Untuk skala negara, dibutuhkan devisa untuk menjalankan roda pembangunan. Ketika kondisi industri suatu negara belum mapan dan kuat, maka yang bisa diekspor untuk menambah devisa adalah kayu, produk utama hutan tropis. Tentu saja hal ini dapat berlangsung hingga sumber produksi kayu di hutan menipis bahkan punah mengingat modal dan keahlian yang dibutuhkan untuk menebang pohon relatif kecil dan sederhana.
Mengapa hutan menjadi perhatian utama konservasi sumber daya alam? Suatu alasan etis perlunya perhatian lebih pada spesies tumbuhan dan hutan adalah bahwa kehidupan sebagian besar organisme di bumi bergantung pada keberadaan tumbuhan. Selain itu, hutan merupakan salah satu faktor yang turut menentukan pola perubahan iklim dan cuaca global.
Para peneliti memperkirakan bahwa kehancuran habitat di hutan hujan dan ekosistem lainnya telah mendorong kepunahan ratusan spesies hewan dan makhluk hidup lain setiap tahunnya. Perkiraan ini mungkin akan menjadi alasan yang mendukung teori kepunahan masal global mendatang setelah periode Perm dan Kretaseus lalu. Peningkatan laju kehilangan wilayah hutan hujan dapat mengubah sejarah evolusi tumbuhan darat dan lebih banyak organisme lain untuk selamanya.

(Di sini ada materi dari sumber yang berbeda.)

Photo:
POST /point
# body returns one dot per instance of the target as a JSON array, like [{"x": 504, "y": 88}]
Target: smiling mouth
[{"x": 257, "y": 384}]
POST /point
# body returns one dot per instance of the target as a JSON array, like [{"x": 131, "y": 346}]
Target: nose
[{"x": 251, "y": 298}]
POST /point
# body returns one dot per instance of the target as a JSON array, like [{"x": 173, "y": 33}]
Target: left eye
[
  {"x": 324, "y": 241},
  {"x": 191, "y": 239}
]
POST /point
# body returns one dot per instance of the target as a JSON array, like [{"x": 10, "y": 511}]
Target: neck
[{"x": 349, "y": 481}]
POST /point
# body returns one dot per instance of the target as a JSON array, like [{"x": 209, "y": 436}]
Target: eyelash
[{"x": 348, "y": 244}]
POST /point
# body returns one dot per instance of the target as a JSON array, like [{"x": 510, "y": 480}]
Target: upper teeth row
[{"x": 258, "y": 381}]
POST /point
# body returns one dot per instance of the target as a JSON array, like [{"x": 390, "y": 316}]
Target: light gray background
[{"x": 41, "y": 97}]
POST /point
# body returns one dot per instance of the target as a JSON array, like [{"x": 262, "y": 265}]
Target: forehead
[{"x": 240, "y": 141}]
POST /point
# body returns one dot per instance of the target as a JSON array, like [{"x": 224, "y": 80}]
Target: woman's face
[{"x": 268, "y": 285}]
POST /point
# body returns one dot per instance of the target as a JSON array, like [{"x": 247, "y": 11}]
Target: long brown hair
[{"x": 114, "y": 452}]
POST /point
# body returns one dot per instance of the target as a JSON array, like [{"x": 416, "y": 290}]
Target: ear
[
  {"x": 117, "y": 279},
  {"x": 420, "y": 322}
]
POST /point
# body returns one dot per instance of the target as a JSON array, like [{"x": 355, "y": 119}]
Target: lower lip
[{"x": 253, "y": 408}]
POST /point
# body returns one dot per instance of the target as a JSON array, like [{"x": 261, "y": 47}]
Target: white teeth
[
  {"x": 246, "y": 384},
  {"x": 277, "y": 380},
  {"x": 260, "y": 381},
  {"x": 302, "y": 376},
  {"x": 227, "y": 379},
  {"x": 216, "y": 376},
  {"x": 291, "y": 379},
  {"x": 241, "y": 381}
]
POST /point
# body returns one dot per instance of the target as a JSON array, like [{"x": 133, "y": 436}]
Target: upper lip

Upaya menjaga keberlangsungan organisme sesungguhnya tidak mandek. Perhatian pada masalah lingkungan dan kelestariannya telah dilakukan oleh berbagai organisasi. Namun menurut Sheil et al (2004) segala bentuk informasi yang diperoleh oleh lembaga–lembaga konservasi tersebut tidak memberikan dampak berarti bagi upaya konservasi, karena sebagian besar keputusan berkaitan dengan masalah biodiversitas mencerminkan bahwa kepentingan lain masih mendapat prioritas.
Masalah keanekaragaman tumbuhan tidak hanya berhubungan dengan ancaman kepunahan spesies yang mengandalkan hidup pada hutan, namun juga berhubungan dengan pengaruhnya pada kehidupan manusia. Ketika area hutan yang hilang semakin luas, maka akibat yang ditimbulkan bukan lagi lokal, melainkan mencapai skala regional bahkan internasional sehingga dibutuhkan upaya khusus untuk menyingkapnya.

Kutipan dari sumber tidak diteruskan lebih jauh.